The results are collected and displayed in summary tables using pandas.

## 1. Setup and Configuration

In [8]:
# 로컬/서버에서 실행할 땐 아래 코드 주석처리 하세요
from google.colab import drive
drive.mount('/content/drive/')

Drive already mounted at /content/drive/; to attempt to forcibly remount, call drive.mount("/content/drive/", force_remount=True).


In [9]:
import os
import json
import pandas as pd
from PIL import Image
import torch
from transformers import BlipProcessor, BlipForQuestionAnswering
import warnings

# --- 1. 환경별 프로젝트 루트 경로 정의 ---
COLAB_DRIVE_ROOT = "/content/drive/Othercomputers/내 컴퓨터/데이콘 출판마을 프로젝트/github"
SERVER_ROOT = "/content/group5_project"

# --- 2. 환경 감지 및 PROJECT_ROOT 설정 ---
if os.path.exists(COLAB_DRIVE_ROOT):
    PROJECT_ROOT = COLAB_DRIVE_ROOT
    print("환경 감지: Google Drive Colab")
elif os.path.exists(SERVER_ROOT):
    PROJECT_ROOT = SERVER_ROOT
    print("환경 감지: Server (group5_project)")
else:
    PROJECT_ROOT = os.getcwd()
    print("환경 감지: Local workspace")

# --- Configuration ---
QA_FILE = os.path.join(PROJECT_ROOT, "data", "landmark_qa_labeled_updated.json")
DATA_ROOT = os.path.join(PROJECT_ROOT, "data")

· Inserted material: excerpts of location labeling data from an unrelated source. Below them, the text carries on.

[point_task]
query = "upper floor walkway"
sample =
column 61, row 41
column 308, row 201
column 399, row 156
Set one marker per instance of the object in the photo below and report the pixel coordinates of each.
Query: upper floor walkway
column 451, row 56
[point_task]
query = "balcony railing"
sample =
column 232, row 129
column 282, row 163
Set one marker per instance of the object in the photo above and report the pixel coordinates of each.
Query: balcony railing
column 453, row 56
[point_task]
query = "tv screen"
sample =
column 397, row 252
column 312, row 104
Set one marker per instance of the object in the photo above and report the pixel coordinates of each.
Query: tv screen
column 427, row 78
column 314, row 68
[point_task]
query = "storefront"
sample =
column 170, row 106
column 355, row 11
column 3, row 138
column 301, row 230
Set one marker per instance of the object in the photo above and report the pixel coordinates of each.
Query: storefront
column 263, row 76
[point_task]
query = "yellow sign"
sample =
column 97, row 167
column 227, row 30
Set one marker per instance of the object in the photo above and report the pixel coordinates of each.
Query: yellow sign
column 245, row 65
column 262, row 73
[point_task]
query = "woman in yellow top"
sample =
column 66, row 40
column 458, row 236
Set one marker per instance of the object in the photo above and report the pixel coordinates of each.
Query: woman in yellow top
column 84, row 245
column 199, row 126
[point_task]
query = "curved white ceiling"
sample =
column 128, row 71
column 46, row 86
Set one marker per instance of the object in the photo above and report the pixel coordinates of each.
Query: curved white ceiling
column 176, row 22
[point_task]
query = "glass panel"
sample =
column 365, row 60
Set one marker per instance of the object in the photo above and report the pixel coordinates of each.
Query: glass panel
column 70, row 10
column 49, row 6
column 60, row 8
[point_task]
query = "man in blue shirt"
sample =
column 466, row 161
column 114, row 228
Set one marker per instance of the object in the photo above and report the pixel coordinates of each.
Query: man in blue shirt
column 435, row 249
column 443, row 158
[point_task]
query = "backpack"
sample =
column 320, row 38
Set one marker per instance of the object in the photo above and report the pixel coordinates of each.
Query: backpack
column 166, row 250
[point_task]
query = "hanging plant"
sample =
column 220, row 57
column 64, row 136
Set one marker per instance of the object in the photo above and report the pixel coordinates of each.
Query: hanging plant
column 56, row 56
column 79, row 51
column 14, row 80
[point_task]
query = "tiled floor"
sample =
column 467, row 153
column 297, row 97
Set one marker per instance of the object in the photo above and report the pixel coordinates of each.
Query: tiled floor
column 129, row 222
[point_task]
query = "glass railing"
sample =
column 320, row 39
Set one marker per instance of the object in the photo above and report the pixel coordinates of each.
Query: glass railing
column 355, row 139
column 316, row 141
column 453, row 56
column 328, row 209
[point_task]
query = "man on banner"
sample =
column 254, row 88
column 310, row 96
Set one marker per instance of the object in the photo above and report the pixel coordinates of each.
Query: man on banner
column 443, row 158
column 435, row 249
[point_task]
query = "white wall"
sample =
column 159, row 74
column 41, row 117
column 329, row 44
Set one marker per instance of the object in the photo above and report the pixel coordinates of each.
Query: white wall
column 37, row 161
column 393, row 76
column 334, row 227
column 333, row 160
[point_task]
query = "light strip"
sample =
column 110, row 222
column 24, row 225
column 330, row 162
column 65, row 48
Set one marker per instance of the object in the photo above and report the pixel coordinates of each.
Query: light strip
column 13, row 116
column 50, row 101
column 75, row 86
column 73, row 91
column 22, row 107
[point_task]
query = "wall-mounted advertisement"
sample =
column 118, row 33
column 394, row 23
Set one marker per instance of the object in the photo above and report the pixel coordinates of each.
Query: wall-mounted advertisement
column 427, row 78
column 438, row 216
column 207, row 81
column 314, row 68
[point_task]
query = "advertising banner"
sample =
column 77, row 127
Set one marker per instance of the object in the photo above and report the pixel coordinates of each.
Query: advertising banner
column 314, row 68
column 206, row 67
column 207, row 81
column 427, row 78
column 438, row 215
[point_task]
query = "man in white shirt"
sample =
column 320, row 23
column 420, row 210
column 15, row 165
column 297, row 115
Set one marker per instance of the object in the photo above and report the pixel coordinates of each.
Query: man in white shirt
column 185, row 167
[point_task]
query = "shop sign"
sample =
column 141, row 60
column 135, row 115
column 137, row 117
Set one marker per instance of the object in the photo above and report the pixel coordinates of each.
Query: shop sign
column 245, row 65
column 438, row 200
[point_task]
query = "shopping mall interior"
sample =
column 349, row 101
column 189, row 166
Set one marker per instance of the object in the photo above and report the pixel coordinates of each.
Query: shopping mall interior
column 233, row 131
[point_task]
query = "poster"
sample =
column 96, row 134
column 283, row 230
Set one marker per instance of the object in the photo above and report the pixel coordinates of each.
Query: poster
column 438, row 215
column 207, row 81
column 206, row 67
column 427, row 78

warnings.filterwarnings("ignore", message=".*TypedStorage is deprecated.*")

with open(QA_FILE, 'r', encoding='utf-8') as f:
    QA_DATA_SNAPSHOT = json.load(f)
LANDMARK_NAMES = list(QA_DATA_SNAPSHOT.keys())
print(f"QA landmarks loaded: {len(LANDMARK_NAMES)} entries")

IMAGE_EXTENSIONS = (".jpg", ".jpeg", ".png", ".jfif", ".heic", ".webp")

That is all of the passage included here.